Catching the train itself isn’t too difficult as it arrives at the station about half an hour early, Yaraslavsky station which I recognised on the tube station as ‘KomoComo’ as it looks similar to that in Cryllic. When you’re there you don’t need to go through the inside of the station as it’s round the back by some small shops with about 4 platforms. The area around the station isn’t great so with time to kill a restaurant/ café was our best bet.
On the train we had first class, which is far from the bourgeoisie it sounds. With just two people travelling we were happy to spend the extra rather than be in a confined compartment with two strangers for six days, apart from a shared shower between each two cabins the main other difference was more space and privacy. Oh and also some nice Chinese style fabric on the furnishings. We had air conditioning in the form of a fan but I’m not sure if this was in second class too but it was definitely a necessity round the border region of Russia/Mongolia which was roughly forty degrees.
Food was probably my worst part of the experience, due partly to my own lack of foresight by not taking Roubles in cash with me thinking the whole world accepts dollars, of course not babushkas from a small town in the middle of Siberia. This was a little foolish. Before getting on the train we had about 3 days worth of dried noodles to add hot water to but these got boring very quickly and the fruit and bread being sold reasonably cheaply on most platforms was far more appealing. Getting to the point where we had run out of dried noodles, or Big Bon, as they said on the packet (which happened to be out of date from every shop we bought them, like most other things in Russia) we went scouting more from the restaurant cart shop. After initially being told no we were taken to somebodies dorm in a back carriage who sold us some out of a big box, it felt somewhat underhand.
The restaurant cart changes for each country, the Russian one wasn’t particularly appealing but I had ham and eggs there, we had breakfast at the Mongolian one which was an omelette, as I think a lot of the meals there are. We were given free vouchers for the Chinese cart, perhaps because it was a Chinese train so we had lunch there which was some pork meatballs and vegetables, which was quite tasty. The restaurant cart isn’t particularly well and will set you back about £6-9 (which if that is your main holiday is fine but if you’re at the beginning of a large backpacking trip is quite over budget).
We soon realised that the highlights of the day were any stops which lasted longer than about 8 minutes and everyone quickly flooded the platform, saw if there was anything to photograph or buy and trickle back on. The person in the cabin next to us seemed to live for this and continually paced the corridors checking the time boards.
The scenery out of the window was spectacular and definitely the main point of the entire trip. From seeing the most isolated rural villages to stampeding wild horses, Siberian forestry to the Gobi desert. The window played out like watching a movie of civilisation (who needs Tree of Life) and gives you an amazing sense of the vastness of land and how much empty space there is, seeing absolutely nothing either way as far as the eye can see at some points. This is quite unbelievable for someone coming from England which has villages and cities nearly every ten minutes by train.
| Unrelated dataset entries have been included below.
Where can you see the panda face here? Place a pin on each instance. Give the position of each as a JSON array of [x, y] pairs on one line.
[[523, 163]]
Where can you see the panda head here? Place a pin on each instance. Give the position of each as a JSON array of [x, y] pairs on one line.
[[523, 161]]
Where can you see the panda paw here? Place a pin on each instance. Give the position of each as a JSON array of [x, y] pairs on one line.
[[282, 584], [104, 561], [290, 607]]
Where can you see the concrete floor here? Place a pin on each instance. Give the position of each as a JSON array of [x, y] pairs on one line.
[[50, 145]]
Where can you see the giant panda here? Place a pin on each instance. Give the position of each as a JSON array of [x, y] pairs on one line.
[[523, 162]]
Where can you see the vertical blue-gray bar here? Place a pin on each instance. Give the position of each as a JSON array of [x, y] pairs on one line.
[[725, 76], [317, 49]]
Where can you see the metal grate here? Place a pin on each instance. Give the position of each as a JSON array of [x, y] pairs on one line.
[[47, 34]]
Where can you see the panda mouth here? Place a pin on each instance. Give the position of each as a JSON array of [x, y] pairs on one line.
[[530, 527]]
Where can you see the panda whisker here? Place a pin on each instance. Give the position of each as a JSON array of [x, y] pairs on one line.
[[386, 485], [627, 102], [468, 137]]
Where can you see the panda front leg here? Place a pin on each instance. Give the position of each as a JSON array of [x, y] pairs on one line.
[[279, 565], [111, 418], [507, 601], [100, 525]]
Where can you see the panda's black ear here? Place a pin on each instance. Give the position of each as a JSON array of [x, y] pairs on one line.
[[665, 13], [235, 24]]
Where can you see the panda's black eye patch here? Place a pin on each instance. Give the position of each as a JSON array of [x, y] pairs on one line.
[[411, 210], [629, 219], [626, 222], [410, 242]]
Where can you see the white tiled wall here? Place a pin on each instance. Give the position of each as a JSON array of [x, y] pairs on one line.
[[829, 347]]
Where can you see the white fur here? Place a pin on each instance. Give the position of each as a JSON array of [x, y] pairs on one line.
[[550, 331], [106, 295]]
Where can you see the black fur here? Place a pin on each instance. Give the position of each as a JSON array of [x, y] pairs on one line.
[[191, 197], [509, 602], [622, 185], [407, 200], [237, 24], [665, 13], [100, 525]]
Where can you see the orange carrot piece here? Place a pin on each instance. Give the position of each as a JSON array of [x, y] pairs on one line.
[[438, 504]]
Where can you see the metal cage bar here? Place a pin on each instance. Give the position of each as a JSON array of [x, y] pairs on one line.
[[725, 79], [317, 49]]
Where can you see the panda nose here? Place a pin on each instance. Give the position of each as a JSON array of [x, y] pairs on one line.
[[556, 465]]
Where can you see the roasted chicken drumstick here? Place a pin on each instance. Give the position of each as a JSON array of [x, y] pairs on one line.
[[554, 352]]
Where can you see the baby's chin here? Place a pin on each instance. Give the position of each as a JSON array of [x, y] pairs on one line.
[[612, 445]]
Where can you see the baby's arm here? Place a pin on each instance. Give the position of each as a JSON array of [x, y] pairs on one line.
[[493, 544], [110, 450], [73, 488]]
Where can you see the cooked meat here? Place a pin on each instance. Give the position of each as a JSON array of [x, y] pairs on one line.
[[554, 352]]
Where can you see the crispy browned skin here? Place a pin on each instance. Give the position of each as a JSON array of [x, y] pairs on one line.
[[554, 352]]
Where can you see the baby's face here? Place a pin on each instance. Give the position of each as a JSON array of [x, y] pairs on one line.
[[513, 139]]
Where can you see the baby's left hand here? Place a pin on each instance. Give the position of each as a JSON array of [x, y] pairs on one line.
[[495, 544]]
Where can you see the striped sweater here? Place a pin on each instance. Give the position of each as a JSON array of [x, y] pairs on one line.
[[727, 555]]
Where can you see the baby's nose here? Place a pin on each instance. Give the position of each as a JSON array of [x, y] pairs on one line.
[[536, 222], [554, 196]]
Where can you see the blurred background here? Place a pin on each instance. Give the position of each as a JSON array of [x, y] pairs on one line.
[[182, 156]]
The border crossings were uncomfortable, as they always are. Between Russia and Mongolia you have two hours to wander to the supermarket and hang out in some fresh air, this was extremely hot when we were there and had some very strange large beetles flying around, but it’s good to stretch your legs. The border to China takes a long time but this is partly due to changing the wheels on the train for the different track size. When you’re finishing on the Chinese border waiting for the rest of your train to reconnect to your carriage they play classical music on speakers outside for you, when everything is ready to go there is an amazingly novel celebratory march played out, which is a great touch. In the morning when it’s light again the transformation from desert to mystical mountains is breathtaking.
The type of travellers on the train varied vastly between backpackers, families and retired couples so is definitely suitable for anyone. If you want a peaceful lazy holiday that’s not on the beach this could definitely be for you.